# Contouring on pale skin! help!



## DollyGirl92 (Apr 13, 2010)

I'm in a rut 
	

	
	
		
		

		
			





 I love the look of a sculpted for of cheek, I'm not exactly sure if it's a contoured look I'm going for or not, I love a look like this 

(I don't know how to get picture the right size on here, so I've just posted Links)
http://thebeautybunny.com/wp-content...orf-makeup.jpg
http://blogs.glam.com/glamblush/file...ir-waldorf.jpg
http://www.jewelryrevelations.com/wp...gg210-0005.jpg
http://www.hairthursday.com/wp-conte...2009/05/lm.jpg
I think it's sort of contoured, but with a glowing sort of apple too, I'm really unsure of how to recreate this sort of look on myself
This is me (Excuse my expression!)
http://i230.photobucket.com/albums/e...x/DSCF1035.jpg
http://i230.photobucket.com/albums/e...x/DSCF1033.jpg

If you have any tips it would be great if you could share them!
any brand rec's (I'm in the UK) especially NARS! 

Thanks so much in advance


----------



## slipnslide (Apr 13, 2010)

I would say that since you are a few shades lighter and a bit cooler than she is, you could go for the same kind of effect but with a pale peachy- pink and a cool taupe to contour your cheeks- but if you really love the warmth of her specific coloring, then you'll want to use a more brown contour under your cheekbone and it looks like sort of a warm raspberry pink color on her apples, and then maybe dust on some bronzer, and use that golden brown smoky eye she's got going in the second picture.

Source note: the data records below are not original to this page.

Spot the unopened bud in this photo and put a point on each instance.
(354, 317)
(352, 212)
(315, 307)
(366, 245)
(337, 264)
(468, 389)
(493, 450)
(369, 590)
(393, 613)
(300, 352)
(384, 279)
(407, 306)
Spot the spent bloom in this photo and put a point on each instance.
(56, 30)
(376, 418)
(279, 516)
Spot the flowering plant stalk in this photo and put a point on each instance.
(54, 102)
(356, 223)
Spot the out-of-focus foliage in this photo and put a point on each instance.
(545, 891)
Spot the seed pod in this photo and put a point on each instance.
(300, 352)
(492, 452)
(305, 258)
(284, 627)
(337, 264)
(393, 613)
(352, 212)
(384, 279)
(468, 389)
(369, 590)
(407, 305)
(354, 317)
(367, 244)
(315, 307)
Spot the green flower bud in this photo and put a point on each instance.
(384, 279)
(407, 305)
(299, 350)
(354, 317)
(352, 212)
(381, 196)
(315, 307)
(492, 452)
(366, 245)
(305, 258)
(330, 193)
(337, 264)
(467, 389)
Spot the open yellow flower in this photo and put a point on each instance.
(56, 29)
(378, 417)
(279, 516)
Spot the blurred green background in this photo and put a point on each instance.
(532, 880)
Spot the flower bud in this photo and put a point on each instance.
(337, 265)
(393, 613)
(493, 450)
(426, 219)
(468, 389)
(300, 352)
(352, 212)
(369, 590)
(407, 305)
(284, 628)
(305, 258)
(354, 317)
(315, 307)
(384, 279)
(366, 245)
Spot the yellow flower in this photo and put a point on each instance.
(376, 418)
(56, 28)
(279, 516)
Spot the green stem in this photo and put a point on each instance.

 To tell you the honest truth, while she is definitely getting some cheekbone contouring, you can also tell that her bone structure is assisting a lot. It's sort of tough to perfectly replicate that on someone else's face, unless they have the exact same thing going on. Also, I'm super envious of your porcelain skin! 
	

	
	
		
		

		
		
	


	




 Reminds me of Dita.


----------



## DollyGirl92 (Apr 13, 2010)

Yeah, I like her look but I'd keep my colouring, it's the way it look so sculpted I love, but I did think some of that would be down to her bone structure but I think I'm guna try adapt it to myself.
thank you for the colour recommendation though!


----------



## slipnslide (Apr 13, 2010)

Sure! Just remember, the key to contouring is to blend, blend, blend. Follow the line of the cheekbone but then also blend a little curve above your temple, so it swoops rather than that telltale straight line.


----------



## ilexica (Apr 13, 2010)

If it helps, I'm pretty pale too and I love beauty powder blushes for contouring, since they're so subtle and blendable. I've been using personal style from all races lately, which works really well


----------



## banana1234 (Apr 13, 2010)

i'm not as pale as you, but i am pretty pale, i use mac's harmony blush, with a very light hand, or nyx taupe blush

another one i want to try is 'sculpt' sculpt powder by mac, but i cant comment on whether it will suit your skin tone, because i havent tried it yet


----------



## xxsgtigressxx (Apr 19, 2010)

I am really pale, and I own and have tried everything from the high end to the low end and my favorite product to contour with for pale skin is Physicians Formula bronze booster for LIGHT skintones.  Its a bronzer but its matte and not too pigmented so you're not going to get that orangey or dirty look easily and it really is just the perfect color...not too ashy and not too warm =)


----------



## iShadow (Apr 19, 2010)

I use MAC's Emote blush, it's the perfect shade for me and I'm pretty dang white. And since you mentioned liking NARS products, Albatross is absolutely heavenly to highlight with~


----------



## MacArtist (Apr 19, 2010)

You could use a mineralized  skinfinish natural in medium to contour or even a light brown matte shadow such as wedge to contour. Studio Stick foundation works really well too but not sure you would want to shell out almost $30 for it.


----------